Все мы начиная с 24 февраля 2022 года оказались перед лицом наступающего варварства, насилия и лжи. В этой ситуации чрезвычайно важно сохранить хотя бы остатки культуры и поддержать ценности гуманизма — в том числе ради будущего России. Поэтому редакция «Горького» продолжит говорить о книгах, напоминая нашим читателям, что в мире остается место мысли и вымыслу.

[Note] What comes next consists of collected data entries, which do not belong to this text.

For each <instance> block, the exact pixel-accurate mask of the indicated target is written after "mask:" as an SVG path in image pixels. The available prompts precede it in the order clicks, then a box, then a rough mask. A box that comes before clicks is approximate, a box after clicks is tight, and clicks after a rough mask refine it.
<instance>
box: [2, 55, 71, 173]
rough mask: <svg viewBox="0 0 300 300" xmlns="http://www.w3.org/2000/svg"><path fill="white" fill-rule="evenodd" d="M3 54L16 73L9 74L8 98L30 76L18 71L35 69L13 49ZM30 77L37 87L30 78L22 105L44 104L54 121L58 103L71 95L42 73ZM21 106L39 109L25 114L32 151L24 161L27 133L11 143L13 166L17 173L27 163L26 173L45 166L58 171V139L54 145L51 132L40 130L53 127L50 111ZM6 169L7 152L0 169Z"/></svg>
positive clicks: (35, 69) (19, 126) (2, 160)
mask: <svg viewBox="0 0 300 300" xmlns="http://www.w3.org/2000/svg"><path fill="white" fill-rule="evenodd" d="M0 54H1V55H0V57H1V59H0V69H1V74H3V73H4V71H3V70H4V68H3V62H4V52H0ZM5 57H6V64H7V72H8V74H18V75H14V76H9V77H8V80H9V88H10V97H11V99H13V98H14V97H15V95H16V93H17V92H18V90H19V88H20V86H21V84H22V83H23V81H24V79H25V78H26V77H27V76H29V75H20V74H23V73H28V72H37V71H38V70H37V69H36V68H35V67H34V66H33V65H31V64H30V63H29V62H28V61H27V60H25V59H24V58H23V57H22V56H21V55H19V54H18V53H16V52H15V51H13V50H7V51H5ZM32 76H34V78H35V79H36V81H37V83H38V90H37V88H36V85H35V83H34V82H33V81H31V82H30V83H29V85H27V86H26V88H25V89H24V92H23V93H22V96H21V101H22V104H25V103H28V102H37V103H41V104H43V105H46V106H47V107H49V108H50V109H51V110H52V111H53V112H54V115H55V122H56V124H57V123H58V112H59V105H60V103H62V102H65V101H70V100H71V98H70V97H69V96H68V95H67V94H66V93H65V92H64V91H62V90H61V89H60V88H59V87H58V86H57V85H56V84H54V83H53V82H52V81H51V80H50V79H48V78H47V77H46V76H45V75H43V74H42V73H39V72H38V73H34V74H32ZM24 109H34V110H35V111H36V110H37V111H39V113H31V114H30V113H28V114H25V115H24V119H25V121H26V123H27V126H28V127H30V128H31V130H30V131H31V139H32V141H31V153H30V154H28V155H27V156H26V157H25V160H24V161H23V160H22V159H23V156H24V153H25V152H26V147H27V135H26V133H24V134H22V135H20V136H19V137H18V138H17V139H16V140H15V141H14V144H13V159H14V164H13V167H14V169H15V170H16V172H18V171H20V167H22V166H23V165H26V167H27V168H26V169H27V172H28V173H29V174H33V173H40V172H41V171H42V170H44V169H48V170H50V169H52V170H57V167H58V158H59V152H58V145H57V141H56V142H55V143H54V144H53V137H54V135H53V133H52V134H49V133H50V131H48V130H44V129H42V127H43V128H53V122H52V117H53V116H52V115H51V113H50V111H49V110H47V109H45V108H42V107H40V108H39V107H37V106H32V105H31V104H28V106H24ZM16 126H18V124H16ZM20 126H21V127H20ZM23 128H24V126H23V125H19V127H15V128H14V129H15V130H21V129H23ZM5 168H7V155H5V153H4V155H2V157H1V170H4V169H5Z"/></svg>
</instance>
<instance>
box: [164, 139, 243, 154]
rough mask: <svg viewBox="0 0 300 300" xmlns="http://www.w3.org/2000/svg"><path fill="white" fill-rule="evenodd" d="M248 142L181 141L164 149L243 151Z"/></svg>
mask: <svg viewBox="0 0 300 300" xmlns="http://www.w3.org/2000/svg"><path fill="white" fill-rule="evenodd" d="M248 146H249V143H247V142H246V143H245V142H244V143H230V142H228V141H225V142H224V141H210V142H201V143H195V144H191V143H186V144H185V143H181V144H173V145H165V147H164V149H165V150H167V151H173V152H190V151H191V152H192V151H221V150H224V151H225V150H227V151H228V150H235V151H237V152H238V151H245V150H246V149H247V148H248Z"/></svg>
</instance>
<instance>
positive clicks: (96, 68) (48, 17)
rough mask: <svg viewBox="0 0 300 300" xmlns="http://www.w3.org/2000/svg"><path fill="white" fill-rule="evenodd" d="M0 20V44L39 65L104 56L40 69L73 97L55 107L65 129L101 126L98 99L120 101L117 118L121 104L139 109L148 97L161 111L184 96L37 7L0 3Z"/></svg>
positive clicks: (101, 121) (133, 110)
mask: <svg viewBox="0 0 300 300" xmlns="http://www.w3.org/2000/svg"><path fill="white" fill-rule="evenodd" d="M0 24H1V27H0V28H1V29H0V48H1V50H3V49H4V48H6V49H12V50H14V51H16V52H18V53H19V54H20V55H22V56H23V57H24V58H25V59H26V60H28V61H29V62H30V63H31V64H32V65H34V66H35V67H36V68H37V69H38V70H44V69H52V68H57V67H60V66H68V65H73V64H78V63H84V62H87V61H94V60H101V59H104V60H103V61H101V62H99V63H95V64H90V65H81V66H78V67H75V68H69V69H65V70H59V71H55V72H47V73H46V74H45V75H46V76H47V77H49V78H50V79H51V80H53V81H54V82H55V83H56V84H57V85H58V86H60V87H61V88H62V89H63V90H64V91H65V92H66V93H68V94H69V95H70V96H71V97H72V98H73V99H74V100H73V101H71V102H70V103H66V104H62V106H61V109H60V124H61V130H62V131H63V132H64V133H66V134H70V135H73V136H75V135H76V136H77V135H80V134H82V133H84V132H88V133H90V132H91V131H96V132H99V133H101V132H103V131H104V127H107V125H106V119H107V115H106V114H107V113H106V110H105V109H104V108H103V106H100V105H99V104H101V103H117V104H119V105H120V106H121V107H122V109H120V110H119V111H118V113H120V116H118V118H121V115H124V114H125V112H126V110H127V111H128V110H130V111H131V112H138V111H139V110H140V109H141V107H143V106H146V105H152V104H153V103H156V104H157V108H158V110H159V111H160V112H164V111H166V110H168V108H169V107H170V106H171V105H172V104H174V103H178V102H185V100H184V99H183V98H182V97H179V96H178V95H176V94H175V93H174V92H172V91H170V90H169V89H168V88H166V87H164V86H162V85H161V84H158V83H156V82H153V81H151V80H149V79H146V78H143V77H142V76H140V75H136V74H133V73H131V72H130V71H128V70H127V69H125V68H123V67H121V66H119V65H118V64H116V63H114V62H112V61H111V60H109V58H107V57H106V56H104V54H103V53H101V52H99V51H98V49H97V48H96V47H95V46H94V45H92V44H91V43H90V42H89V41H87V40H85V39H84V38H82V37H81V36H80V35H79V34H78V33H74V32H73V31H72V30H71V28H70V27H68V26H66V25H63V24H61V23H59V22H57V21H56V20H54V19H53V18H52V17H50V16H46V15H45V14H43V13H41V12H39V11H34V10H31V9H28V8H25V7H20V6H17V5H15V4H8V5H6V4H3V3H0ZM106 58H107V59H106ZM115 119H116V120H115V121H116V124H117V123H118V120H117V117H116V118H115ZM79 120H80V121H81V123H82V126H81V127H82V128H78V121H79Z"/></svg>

Алексей Сальников. Оккульттрегер. М.: АСТ, 2022
Это еще, пожалуй, не общее место — сравнивать творчество Виктора Пелевина и Алексея Сальникова. Хотя вероятно, что после «Оккульттрегера» такие сравнения станут неизбежными. Во-первых, уже название романа родственно каламбурному неймингу в духе «IPhuck» или «Empire V». Во-вторых, разбросанные по тексту отсылки к популярной и не очень культуре, без того характерные для прозы Сальникова, достигают здесь пелевинского размаха. Мимолетно упоминаются и запрещенный «Зеленый слоник» Светланы Басковой, и полузабытый «День триффидов» Джона Уиндома, а «Игра престолов», актуальная на момент повествования, звучит и вовсе как рефрен. Наконец, главная героиня «Оккульттрегера» представляет собой почти бессмертное существо в облике молодой девушки, в меру колдующее и безмерно тоскующее. Чем не лиса из «Священной книги оборотня»? На самом деле много чем, да и Сальников, конечно, не исчерпывается ролью «нового Пелевина», потому что и стиль у него иной, и сюжеты всегда принципиально другие. Главное сходство между писателями заключается в той функции, которую их книги зачастую волей-неволей выполняют. А именно — показывают суть нашего времени, удачно описывают вечно ускользающее «вчера», пусть подается оно у авторов по-разному. У Пелевина, как правило, — быстро, весело, с шутовством, иногда утомительным. У Сальникова — неторопливо, с поэтичной проницательностью, иногда занудной.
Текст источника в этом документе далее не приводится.